As we look at the crossing today it does not look to be very formidable, but that is because the Snake has been tamed by dams and flood control measures. In 1869, Gustavus P. Glenn established a small ferry capable of transporting two wagons per trip a short distance upstream from the original crossing point. The ferry eliminated the dangers inherent to fording and also opened to a better trail.
Over time, a small community grew up just downstream of the ferry site. The railroad came to town in the later decades of the nineteenth century and in 1908, the first bridge across the Snake was built there. Irrigation was introduced and a number of successful farms were established. Glenn's Ferry developed into a prosperous small town. Steam powered the railroad engine and the town became a regional rail center. It was also important because of a large potato dehydration plant located there. There were plenty of good blue collar jobs in the community.

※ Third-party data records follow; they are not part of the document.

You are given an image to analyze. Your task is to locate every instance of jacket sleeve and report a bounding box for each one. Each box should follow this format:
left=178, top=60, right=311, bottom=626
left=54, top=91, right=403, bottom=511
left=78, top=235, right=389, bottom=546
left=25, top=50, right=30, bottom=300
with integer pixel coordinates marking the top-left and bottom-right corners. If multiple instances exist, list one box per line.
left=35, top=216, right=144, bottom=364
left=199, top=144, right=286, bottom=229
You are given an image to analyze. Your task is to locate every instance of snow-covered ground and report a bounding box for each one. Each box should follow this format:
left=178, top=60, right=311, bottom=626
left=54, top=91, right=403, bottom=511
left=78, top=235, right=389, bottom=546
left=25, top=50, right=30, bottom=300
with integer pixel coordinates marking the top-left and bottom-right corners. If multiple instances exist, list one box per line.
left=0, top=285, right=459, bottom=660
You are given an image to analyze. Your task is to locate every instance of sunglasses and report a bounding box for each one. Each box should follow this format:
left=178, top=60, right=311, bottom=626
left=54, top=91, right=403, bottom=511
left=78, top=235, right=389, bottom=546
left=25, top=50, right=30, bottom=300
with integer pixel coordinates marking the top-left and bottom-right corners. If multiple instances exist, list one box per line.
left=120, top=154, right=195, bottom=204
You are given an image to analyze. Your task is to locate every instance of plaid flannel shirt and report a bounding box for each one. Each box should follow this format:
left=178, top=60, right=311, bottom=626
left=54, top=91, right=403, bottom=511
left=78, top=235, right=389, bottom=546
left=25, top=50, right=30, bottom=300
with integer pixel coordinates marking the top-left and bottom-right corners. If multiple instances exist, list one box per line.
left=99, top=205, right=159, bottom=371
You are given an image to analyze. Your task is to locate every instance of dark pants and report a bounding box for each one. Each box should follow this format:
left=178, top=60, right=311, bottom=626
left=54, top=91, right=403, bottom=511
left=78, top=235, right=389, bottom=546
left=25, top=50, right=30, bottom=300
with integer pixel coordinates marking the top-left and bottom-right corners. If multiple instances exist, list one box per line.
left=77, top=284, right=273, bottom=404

Inevitably, more modern diesel powered rail equipment made the town less important as a rail hub and economic centralization moved businesses out of the area. What had been a bustling community shrank to a shadow of it's former self. Glenn's Ferry is, however, well worth a visit because of the Three Island Crossing State Park which is located there. The park includes camping facilities and an excellent interpretative center. Unfortunately, it is also a powerful example of what is happening to rural communities all across America.